Рейчел наблюдала, как яркий ноготь матери перемещался сверху вниз по названиям статей номера. Она заметила, как оживилась Конни, дойдя до «Семи способов уличить его в обмане». От одного названия Рейчел, несмотря на жару, бросило в дрожь: там наверняка объяснялось, как докопаться до правды. А ей-то хотелось бы прочитать другую статью, что-нибудь вроде: «Что делать, когда ты в курсе дела», — хотя ответ она уже знала. Ничего не делать и ждать. И именно так должен поступать каждый, когда ситуация доводит его до черты, переступив которую совершаешь либо предательство, либо еще чего похуже. Как ни крути, оба этих пути ведут к несчастью. То, что произошло за последние дни в Балфорде-ле-Нез, окончательно убедило в этом Рейчел.
— Вы пока не знаете, на сколько дней? — Брызги вылетали при каждом слове изо рта хозяина отеля «Пепелище». При этом он потирал руки так, словно между его ладонями уже находились деньги, с которыми Барбаре придется расстаться, перед тем как покинуть отель. Представляясь, он назвал себя Бэзилом Тревесом и добавил, что является отставным лейтенантом. «Вооруженных сил ее величества», — гордо объявил он, прочитав в регистрационной карточке, что Барбара служит в Нью-Скотленд-Ярде. Это делало их в некотором роде коллегами.

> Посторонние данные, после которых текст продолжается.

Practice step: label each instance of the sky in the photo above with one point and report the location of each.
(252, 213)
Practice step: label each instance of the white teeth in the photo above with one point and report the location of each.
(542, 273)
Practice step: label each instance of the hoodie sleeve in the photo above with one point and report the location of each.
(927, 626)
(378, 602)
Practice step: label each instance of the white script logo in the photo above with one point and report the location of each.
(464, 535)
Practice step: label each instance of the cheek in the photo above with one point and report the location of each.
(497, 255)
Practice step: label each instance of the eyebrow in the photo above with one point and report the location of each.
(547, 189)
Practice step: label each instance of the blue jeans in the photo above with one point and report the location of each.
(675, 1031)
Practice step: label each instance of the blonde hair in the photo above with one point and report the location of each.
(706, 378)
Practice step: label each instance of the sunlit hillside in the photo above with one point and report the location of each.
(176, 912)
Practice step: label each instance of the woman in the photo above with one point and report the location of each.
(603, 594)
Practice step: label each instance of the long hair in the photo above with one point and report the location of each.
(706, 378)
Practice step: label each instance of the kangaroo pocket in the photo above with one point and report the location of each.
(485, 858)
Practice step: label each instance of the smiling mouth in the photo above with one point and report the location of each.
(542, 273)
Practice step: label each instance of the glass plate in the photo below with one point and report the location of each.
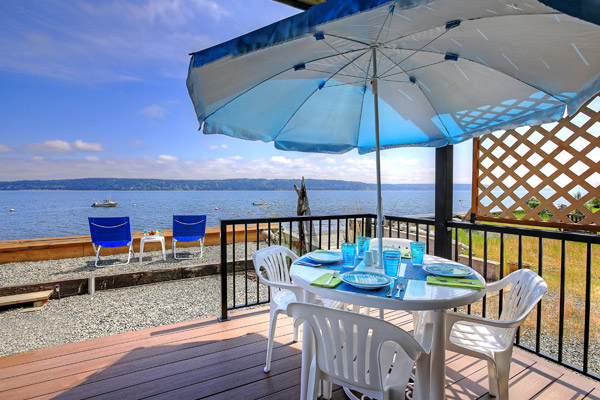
(366, 280)
(445, 269)
(325, 256)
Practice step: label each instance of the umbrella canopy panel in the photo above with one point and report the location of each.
(447, 71)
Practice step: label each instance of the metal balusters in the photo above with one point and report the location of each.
(561, 317)
(538, 329)
(588, 310)
(245, 263)
(484, 300)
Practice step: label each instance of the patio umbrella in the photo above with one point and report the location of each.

Что ж, это правильно: и военнослужащие и полицейские служат королеве и Англии, те и другие обязаны носить форму (сама она, правда, не надевала форму уже много лет, не придавая этому большого значения). Бэзила Тревеса во что бы то ни стало надо сделать своим постоянным помощником, размышляла Барбара. К тому же она была благодарна ему за то, что он тактично не обратил внимание на ее, прямо сказать, необычный внешний вид. Отъехав от дома Эмили, Барбара сняла пластыри и в зеркале салона увидела, что лицо все еще расписано желто-пурпурно-синим.
Вместе с Тревесом они преодолели лестничный марш и очутились в тускло освещенном коридоре. Никаких признаков того, что отель «Пепелище» является благословенным приютом, готовым предоставить ей все возможные удобства и комфорт, Барбара не заметила. Пышное великолепие здания, напоминание о давно прошедших временах королей Эдуардов, пришло в полный упадок. Сейчас отель мог похвастаться лишь выцветшими коврами, покрывающими скрипучие доски пола, над которыми нависали потолки, украшенные водяными разводами.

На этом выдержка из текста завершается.